Multistep Transformation Method for Discrete and Continuous Time Enzyme Kinetics

Abstract

In this paper we develop the new physical-mathematical time scale kinetic approach-model applied on organic and non-organic particles motion. Concretely, here, at first, this new research approach is based on enzyme particles dynamics results. At the beginning, a time scale is defined to be an arbitrary closed subset of the real numbers R, with the standard inherited topology. Mathematical examples of time scales include real numbers R, natural numbers N, integers Z, the Cantor set (i.e. fractals), and any finite union of closed intervals of R. Calculus on time scales (TSC) was established in 1988 by Stefan Hilger. TSC, by construction, is used to describe the complex process. This method may utilized for description of physical (classical mechanics), material (crystal growth kinetics, physical chemistry kinetics—for example, kinetics of barium-titanate synthesis), (bio)chemical or similar systems and represents major challenge for contemporary scientists.
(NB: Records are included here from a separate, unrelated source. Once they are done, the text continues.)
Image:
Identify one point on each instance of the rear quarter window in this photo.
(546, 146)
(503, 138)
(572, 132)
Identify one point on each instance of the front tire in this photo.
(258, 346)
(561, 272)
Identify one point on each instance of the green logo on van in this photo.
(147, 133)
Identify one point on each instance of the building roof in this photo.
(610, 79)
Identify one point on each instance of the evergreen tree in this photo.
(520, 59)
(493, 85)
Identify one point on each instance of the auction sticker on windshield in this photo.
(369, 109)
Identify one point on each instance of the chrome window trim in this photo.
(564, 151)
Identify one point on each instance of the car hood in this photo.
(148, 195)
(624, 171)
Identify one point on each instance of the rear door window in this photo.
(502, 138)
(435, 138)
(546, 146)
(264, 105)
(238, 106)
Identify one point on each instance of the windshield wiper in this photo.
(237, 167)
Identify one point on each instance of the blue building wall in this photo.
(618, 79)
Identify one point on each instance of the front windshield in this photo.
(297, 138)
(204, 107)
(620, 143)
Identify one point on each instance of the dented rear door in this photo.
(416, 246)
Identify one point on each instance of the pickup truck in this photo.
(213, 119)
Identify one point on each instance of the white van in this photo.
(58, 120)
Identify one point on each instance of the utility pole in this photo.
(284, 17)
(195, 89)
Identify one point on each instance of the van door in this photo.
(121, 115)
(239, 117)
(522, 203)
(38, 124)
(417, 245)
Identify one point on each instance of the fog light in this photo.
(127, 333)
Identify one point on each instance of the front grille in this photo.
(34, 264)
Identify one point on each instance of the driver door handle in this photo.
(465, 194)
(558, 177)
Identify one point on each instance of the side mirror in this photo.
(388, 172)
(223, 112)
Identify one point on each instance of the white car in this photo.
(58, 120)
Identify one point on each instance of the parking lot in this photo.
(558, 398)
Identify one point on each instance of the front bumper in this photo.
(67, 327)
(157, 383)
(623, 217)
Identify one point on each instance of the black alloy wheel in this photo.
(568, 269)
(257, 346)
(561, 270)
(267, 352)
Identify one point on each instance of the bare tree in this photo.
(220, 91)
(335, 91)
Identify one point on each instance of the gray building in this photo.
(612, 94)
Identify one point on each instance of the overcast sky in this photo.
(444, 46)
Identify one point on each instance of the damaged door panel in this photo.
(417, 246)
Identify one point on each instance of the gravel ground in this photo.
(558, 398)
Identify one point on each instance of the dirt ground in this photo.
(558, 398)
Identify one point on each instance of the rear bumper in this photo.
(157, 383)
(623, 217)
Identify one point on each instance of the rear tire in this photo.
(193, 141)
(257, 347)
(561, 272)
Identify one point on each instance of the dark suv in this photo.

In this sense, the Michaelis-Menten (MM) mechanism is the one of the best known and simplest nonlinear biochemical network which deserves appropriate attention. Generally speaking, such processes may be described of discrete time scale. Reasonably it could be assumed that such a scenario is possible for MM mechanism. In this work, discrete time MM kinetics (dtMM) with time various step h, is investigated. Instead of the first derivative by time used first backward difference h. Physical basics for new time scale approach is a new statistical thermodynamics, natural generalization of Tsallis non-extensive or similar thermodynamics. A reliable new algorithm of novel difference transformation method, namely multi-step difference transformation method (MSDETM) for solving system of nonlinear ordinary difference equations is proposed. If h tends to zero, MSDETM transformed into multi-step differential transformation method (MSDTM). In the spirit of TSC, MSDETM describes analogously MSDTM.